The U.S. Defense Department has launched a contest to push the boundaries of software development with the goal of creating programs that can analyze, diagnose and repair flaws they detect in computer networks. The Cyber Grand Challenge, managed by the Defense Advanced Research Projects Agency (DARPA), will see teams from industry, academia and the private sector develop software programs and compete against one another in a series of competitions in 2016 for a $2 million prize.
DARPA officials recently provided more information about the contest, which its program manager, Mike Walker, hopes could launch a new computer revolution. A major driver behind the challenge has been recent developments in the field of program analytics. He noted that the development of systems such as SAGE and Mayhem, which are capable of rapid self analysis and repair/patching, are examples of how far the field has advanced in recent years.
Program analysis has been around for a while, but the pace of new developments has increased the sense that a real breakthrough in the field and by extension computing in general is close, Walker says. DARPA wants to help contribute to any potential industry-changing discoveries through the Cyber Grand Challenge, he explains.
The agency is basing the contest on information technology industry software competitions, such as “capture the flag” contests, where two software programs are pitted against each other in a controlled environment. Computer competitions of the 1970s, where chess-playing programs competed head-to-head, also served as inspiration, Walker says.
The DARPA contest will use the event format to create a high-fidelity contest that will allow competitors to test their prototype software. As per the contest rules, there will be funded and unfunded participants. There are limited slots available for funding, but according to DARPA guidelines, the unfunded category is open to any individual or group that meets the event criteria. However, during the final rounds of the contest, both funded and unfunded software programs will compete directly against one another. Winners will receive a $2 million prize, with $1 million and $750,000 prizes awarded to second- and third-place finishers, Walker says.
Like many of DARPA’s technology challenges in recent years, the goal is to push ahead the boundaries of a particular field or science, not necessarily to provide immediate commercial products. Walker notes that the DARPA robotics challenges greatly advanced self-driving technologies for vehicles, but it will still be some years before they become widely available. “This is the Grand Challenge approach … We’re trying to do something that doesn’t currently exist, and we hope to get there,” he says.
DARPA officials don’t have an exact number of challenge participants that they can discuss publicly at the moment, Walker says.

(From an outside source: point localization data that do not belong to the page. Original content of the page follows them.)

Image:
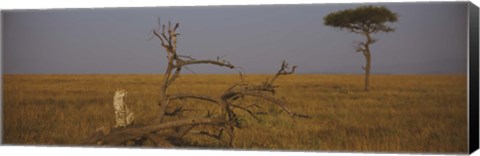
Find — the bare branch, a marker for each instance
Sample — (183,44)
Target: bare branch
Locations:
(218,63)
(124,134)
(192,96)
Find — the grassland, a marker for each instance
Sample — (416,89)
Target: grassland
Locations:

He adds that an exact number will be released in a few weeks but notes that there has been a lot of interest from across the information technology community. The funding solicitation is still open for groups seeking DARPA funding for their software, and there is no cap on the number of unfunded participants, he adds.
All participants will simultaneously be presented with the same set of software that their programs must then analyze for vulnerabilities. All of the code used in the event will be written in and complied in the C programming language. The event competitions will take place in a network especially designed for the event. This bespoke environment will feature a single defended host for competition purposes, Walker says.

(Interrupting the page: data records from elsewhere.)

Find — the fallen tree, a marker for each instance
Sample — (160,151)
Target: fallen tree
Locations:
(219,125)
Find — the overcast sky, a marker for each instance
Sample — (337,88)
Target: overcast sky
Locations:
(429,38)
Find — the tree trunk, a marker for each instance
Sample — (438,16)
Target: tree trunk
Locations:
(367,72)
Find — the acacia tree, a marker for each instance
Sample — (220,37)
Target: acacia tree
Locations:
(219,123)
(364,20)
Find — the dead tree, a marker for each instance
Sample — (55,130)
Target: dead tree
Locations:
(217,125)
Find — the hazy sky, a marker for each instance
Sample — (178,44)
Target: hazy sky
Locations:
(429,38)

The event will test the programs’ abilities to dynamically detect and repair existing real world software issues, Walker says. A major goal of the contest is to measure each program’s general purpose adaptation capability, he adds.
After the contest, Walker says he would like to see a feasible plan to transition winning technologies to operational use in the commercial or government sectors. However, he adds that this is a high-risk research and development project—it could fail entirely, or the benefits could change software design. “If we succeed, it could be the genesis of a new computer revolution,” he says. But he adds that everyone will have to wait until the actual event in 2016 to find out.

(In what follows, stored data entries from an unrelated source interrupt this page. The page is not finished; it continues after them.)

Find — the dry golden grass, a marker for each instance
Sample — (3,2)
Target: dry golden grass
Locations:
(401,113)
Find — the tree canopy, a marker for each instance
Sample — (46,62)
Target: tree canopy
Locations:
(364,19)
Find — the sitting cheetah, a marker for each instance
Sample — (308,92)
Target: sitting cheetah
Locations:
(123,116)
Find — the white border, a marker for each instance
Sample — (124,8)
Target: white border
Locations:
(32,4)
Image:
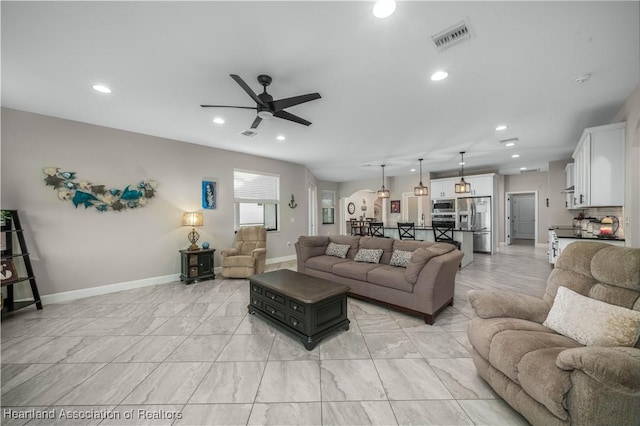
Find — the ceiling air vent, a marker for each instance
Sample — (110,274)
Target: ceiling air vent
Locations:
(451,36)
(249,132)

Walker notes that there are some concerns in media and industry that the pace of existing technology might surpass the goals of the event during the three-year build up to the challenge, but he discounts these concerns, observing that the event represents a highly compressed research schedule. Another factor is that many of the capabilities needed for the software evaluation systems to be successful are still only lab-based proof of concept models. “These prototypes don’t exist,” Walker said, adding that there will be a major research and development process going on right up to contest time.